Open the vault: ‘Mr. White Hat’ Returns Almost All Stolen Funds.
Updated: Sep 6, 2021
The cybercriminals behind one of the world's largest cryptocurrency heists have returned almost of the hacked assets to Poly Network. Around AUD$823 million of digital assets were stolen from the DeFi platform last week after hackers exploited a vulnerability in the Poly Network system. The Poly Network is a little known blockchain system largely based in China and so the hack had little impact on digital currency markets globally.
The hackers exposed a weakness in the digital contracts Poly Network uses to move assets, according to Chainalysis. A person claiming to have instigated the attack wrote they did it “for fun” and wanted to “expose the vulnerability” before others could exploit the weakness, according to a notation on an Ether transaction. The hacker went on to say returning the tokens was “always the plan” and that they were “not very interested in money.”
The stolen assets includes hundreds of millions of dollars in Ethereum, Polygon and Binance Smart Coin. Before long however, small amounts of the assets began being returning to wallets under the control of the Poly Network platform. This could be due to the involvement of a blockchain security firm SlowMist, engaged within hours of the hack and a statement saying the hacker's email, IP address and device fingerprints had been identified.
Within 24-hours, the hackers contacted Poly Network via an encrypted message in a cryptocurrency transaction stating: “ready to return”. Before long, almost half of the stolen assets, were returned and communication has continued between Poly Network and the person they are calling ‘Mr. White Hat’, a reference to a "White Hat Hacker" which is an ethical hacker who does not steal or break into systems maliciously, as distinct from a "Black Hat Hacker" who does the opposite.
It appears now that almost all of the assets have been return, save for the AUD$44.8 million that cryptocurrency firm Tether froze using built in freezing switches within Tether tokens once the attack occurred, and several hundred million dollars worth of assets still within a wallet which requires both the Poly Network operators and Mr White Hat to sign a transaction to release those assets.
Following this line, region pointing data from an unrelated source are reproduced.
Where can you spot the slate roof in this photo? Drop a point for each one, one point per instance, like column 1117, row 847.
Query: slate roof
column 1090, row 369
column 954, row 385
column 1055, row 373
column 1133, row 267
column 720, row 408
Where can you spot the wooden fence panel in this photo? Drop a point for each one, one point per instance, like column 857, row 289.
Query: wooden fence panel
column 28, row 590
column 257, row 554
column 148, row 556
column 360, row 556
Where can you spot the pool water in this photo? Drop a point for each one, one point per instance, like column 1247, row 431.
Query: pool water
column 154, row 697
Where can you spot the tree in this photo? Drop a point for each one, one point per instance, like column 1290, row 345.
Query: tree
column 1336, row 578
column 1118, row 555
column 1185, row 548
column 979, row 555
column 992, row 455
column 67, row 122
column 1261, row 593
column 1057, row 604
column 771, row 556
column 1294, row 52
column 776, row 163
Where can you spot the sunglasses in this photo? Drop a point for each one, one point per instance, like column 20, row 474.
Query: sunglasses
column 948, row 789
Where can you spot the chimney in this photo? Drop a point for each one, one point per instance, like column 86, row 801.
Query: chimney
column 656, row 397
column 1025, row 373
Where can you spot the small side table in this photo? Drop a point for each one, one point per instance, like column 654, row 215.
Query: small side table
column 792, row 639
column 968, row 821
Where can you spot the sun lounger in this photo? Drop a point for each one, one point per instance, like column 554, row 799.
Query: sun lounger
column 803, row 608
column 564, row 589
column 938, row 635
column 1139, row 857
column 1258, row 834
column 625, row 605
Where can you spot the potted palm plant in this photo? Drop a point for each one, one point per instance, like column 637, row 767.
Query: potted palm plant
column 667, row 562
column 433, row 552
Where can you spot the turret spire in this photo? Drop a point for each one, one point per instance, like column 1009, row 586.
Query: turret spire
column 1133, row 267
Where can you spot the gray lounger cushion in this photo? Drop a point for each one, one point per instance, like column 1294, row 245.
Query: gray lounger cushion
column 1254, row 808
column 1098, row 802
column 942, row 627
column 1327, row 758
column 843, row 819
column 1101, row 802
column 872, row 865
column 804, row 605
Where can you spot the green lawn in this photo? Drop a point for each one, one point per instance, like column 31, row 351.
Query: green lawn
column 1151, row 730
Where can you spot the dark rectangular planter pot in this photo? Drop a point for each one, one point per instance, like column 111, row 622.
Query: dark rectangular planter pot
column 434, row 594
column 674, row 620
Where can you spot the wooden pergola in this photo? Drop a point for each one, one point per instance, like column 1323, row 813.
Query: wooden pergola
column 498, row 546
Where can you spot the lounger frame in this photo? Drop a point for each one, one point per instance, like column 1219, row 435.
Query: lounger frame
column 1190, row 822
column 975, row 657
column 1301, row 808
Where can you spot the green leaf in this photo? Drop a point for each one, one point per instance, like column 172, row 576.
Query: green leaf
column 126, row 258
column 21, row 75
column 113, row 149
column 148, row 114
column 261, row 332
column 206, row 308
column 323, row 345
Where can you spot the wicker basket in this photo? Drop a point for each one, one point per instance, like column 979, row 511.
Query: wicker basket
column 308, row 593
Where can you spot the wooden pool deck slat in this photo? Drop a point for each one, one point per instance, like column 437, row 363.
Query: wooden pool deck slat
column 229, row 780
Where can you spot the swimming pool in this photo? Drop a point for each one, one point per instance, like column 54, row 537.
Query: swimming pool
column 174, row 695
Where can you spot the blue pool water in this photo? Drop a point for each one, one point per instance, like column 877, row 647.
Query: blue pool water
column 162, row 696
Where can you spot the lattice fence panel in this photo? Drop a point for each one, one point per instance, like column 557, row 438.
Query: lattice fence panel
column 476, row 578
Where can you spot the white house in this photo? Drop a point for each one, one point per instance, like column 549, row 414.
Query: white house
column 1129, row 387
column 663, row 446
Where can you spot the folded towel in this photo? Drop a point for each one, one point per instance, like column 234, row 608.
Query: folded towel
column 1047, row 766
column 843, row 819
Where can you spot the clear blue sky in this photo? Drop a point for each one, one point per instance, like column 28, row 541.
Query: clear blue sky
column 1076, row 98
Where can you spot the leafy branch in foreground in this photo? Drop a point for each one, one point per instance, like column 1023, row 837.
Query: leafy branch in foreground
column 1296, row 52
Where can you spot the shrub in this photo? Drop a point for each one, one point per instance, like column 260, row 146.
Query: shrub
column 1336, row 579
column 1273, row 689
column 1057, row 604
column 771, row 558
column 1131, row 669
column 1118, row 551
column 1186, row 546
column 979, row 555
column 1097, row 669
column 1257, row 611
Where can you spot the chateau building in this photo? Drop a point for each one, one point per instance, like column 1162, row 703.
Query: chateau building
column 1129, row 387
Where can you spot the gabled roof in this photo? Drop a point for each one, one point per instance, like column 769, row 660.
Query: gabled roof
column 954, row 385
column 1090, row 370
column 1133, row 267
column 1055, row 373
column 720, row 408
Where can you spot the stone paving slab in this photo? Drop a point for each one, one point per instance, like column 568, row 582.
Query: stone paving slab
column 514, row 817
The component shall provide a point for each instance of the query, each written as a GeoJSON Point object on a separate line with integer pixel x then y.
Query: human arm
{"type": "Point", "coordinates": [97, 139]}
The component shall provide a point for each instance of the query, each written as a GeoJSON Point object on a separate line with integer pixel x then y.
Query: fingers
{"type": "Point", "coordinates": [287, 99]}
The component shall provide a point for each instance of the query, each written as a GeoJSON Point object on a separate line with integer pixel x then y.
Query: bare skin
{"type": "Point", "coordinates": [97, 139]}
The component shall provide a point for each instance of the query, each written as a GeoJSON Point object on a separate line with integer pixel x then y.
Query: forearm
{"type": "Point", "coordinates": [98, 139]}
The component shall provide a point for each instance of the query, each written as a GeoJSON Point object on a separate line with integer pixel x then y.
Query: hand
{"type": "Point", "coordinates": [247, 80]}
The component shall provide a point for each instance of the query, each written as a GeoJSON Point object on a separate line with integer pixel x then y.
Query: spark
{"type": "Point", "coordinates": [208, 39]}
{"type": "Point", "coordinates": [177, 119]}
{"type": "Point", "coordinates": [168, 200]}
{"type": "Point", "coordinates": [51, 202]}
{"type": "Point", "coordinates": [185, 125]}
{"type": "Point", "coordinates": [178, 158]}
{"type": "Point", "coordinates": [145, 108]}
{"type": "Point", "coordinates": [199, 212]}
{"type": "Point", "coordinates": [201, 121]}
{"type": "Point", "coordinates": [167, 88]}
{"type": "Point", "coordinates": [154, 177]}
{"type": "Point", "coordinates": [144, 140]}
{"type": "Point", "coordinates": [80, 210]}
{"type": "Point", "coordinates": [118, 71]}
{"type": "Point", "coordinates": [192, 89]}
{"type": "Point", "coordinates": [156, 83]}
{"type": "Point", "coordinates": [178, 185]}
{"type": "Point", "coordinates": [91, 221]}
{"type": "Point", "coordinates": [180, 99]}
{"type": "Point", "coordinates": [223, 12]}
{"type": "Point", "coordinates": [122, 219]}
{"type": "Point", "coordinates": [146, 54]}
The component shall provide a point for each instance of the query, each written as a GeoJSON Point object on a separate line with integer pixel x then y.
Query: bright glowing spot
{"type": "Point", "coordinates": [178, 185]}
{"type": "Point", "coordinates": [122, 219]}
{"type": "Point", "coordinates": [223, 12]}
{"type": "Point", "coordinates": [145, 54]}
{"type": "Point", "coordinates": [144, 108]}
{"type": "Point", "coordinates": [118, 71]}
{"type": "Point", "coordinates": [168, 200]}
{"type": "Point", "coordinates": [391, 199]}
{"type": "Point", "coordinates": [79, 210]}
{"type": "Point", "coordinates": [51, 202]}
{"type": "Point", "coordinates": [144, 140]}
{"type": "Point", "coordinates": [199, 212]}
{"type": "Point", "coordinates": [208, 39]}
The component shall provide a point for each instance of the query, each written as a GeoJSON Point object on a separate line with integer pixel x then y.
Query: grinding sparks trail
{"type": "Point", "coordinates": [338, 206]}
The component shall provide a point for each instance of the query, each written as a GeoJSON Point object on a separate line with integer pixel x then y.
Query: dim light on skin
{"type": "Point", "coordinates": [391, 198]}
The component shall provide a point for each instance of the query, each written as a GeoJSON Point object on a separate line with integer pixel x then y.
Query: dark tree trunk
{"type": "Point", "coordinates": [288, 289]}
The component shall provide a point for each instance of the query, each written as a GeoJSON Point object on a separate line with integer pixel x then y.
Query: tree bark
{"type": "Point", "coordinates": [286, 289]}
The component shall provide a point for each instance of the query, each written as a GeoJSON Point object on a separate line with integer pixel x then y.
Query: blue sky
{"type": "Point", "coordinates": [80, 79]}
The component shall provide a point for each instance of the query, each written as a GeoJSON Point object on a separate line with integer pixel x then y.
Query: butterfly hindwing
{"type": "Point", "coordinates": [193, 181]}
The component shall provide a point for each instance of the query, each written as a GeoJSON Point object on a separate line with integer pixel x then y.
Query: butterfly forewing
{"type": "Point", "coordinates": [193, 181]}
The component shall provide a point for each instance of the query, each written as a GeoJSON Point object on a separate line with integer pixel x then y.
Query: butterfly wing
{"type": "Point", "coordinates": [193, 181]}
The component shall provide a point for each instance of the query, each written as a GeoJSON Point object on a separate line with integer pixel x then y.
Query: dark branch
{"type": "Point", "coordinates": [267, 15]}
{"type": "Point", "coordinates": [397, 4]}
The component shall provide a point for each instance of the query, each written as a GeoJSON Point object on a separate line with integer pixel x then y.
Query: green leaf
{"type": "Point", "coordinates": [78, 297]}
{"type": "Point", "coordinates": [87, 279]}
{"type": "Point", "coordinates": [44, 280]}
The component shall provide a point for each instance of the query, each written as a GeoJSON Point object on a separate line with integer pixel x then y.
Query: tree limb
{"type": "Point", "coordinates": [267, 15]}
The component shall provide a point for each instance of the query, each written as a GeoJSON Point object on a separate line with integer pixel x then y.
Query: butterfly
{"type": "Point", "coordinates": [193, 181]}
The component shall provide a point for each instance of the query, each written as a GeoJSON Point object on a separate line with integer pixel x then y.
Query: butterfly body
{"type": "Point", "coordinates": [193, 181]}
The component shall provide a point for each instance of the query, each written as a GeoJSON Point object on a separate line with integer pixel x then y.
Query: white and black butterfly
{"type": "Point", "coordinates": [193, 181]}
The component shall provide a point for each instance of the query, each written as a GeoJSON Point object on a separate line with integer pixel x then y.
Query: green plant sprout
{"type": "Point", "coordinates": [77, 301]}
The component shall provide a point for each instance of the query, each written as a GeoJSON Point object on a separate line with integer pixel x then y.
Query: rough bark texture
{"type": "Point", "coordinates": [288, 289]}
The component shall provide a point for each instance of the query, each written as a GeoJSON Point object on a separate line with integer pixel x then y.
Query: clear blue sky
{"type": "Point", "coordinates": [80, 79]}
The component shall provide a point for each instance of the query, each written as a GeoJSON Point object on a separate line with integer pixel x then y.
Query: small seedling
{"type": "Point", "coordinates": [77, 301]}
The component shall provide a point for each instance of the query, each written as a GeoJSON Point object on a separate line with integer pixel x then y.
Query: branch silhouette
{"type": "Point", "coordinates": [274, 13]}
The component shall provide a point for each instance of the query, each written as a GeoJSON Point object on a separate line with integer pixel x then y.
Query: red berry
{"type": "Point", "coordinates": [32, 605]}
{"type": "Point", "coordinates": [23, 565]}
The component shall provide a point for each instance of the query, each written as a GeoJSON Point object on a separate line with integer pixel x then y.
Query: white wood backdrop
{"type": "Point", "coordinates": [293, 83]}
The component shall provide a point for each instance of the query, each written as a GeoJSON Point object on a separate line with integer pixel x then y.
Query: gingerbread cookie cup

Could it be that the hacker truly is a White Hat as suggested, seeking to highlight only the flaws in smart contract code to promote stronger cyber security? Some suggest the headache of laundering almost AUD$1B may have proven too much and the absence of a contemporaneous message proving the hack was ethical is suspicious. Others have speculated that the combined effort off a virtual army and SlowMist would eventually track him or her down.
Even if Poly Network decide not to pursue the mysterious figure involved in the heist, the public nature of blockchains may mean others, including law enforcement, may not take such a polite view. This is not the first time that a theft of digital assets has resulted in a return of assets or discussions between the victim and the hacker, with the DAO hack in 2016 remaining one of the most well known.